Глава пятьдесят пятая
– Расскажи мне про Сент-Луис и тетю Джулию, – попросил я Альберта на следующее утро.
Мы сидели за столом у Герти и завтракали перед тем, как мой брат, Тру и Кэл отправятся на причал. Солнце едва взошло.
– Зачем? – спросил он, делая глоток черного кофе. Было заметно, что его мучает тяжелое похмелье после вчерашнего пива с Трумэном Уотерсом.
– Прошло много лет, и я иногда забываю.
Это была правда, но спросил я не поэтому. Я хотел вернуть его в прежнее русло, чтобы он думал о Сент-Луисе как о конечном пункте нашего назначения и о нашей настоящей семье там как об истинной цели нашего путешествия. Я планировал плавно перейти к воспоминаниям о тете Джулии и наших родителях и задевать струны души Альберта, пока звучная музыка тоски не приведет его в чувство.
Он опустил голову и уставился в свою тарелку, и я испугался, что вместо воспоминаний его вырвет на яичницу.
Помощь пришла от Эмми. С горящими глазами она спросила:
– Сент-Луис очень большой?
– Ага, – едва заметно кивнул Альберт, и я подумал, что он боится, что его голова отвалится.

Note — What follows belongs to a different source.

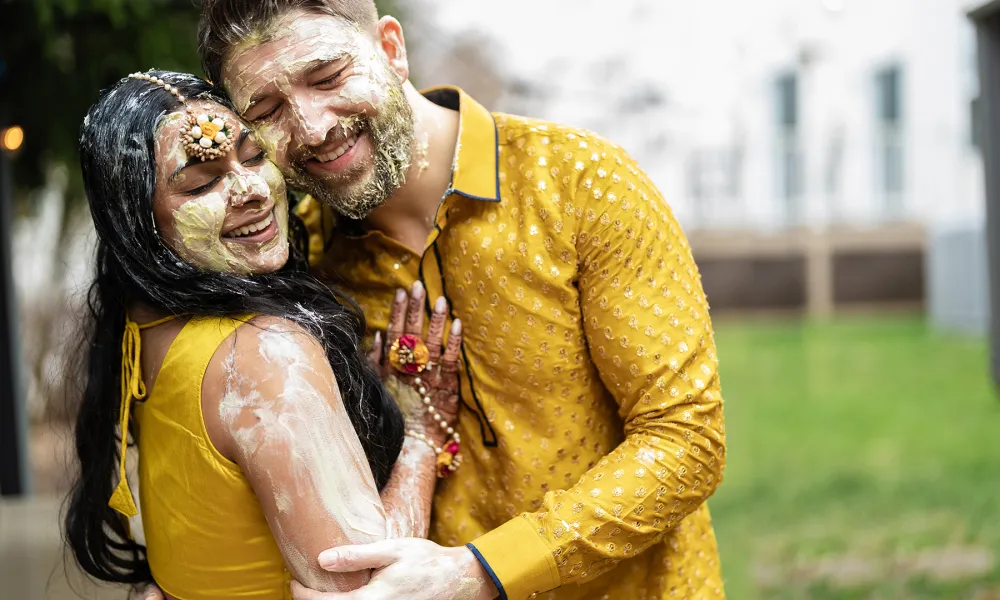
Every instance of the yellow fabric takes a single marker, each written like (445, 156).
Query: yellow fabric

– Что ты помнишь про тетю Джулию? – спросил я. – Я помню только, что она была очень добра к нам.
Альберт положил вилку и закрыл глаза. Заговорил он с заметным усилием:
– Я помню, что она была хорошенькая. И пахла цветами. Сиренью. Мы ездили к ней только один раз, после маминой смерти, но я тоже помню, что она была добра к нам.
– Я помню, что ее дом огромный и розовый.
– И близко к реке, – сказал он.
– Ты помнишь улицу?
Он покачал головой.
– Какое-то греческое название, но я не могу вспомнить. Помню, на углу была кондитерская, и тетя Джулия дала нам несколько центов на помадку.
– Я помню эту помадку.
– Лучшая, что я пробовал, – сказал Альберт.
Мне показалось, что при этих воспоминаниях я заметил в его глазах мечтательность.
– Моз сказал, вы собираетесь работать на Тру, – осторожно начал я и посмотрел на Моза, ожидая подтверждения.
Он уже поднес ко рту вилку с яичницей, но остановился и кивнул.
– Это правда? – спросил я.
– Конечно, почему нет? – сказал Альберт.
– Потому что оставаться здесь опасно.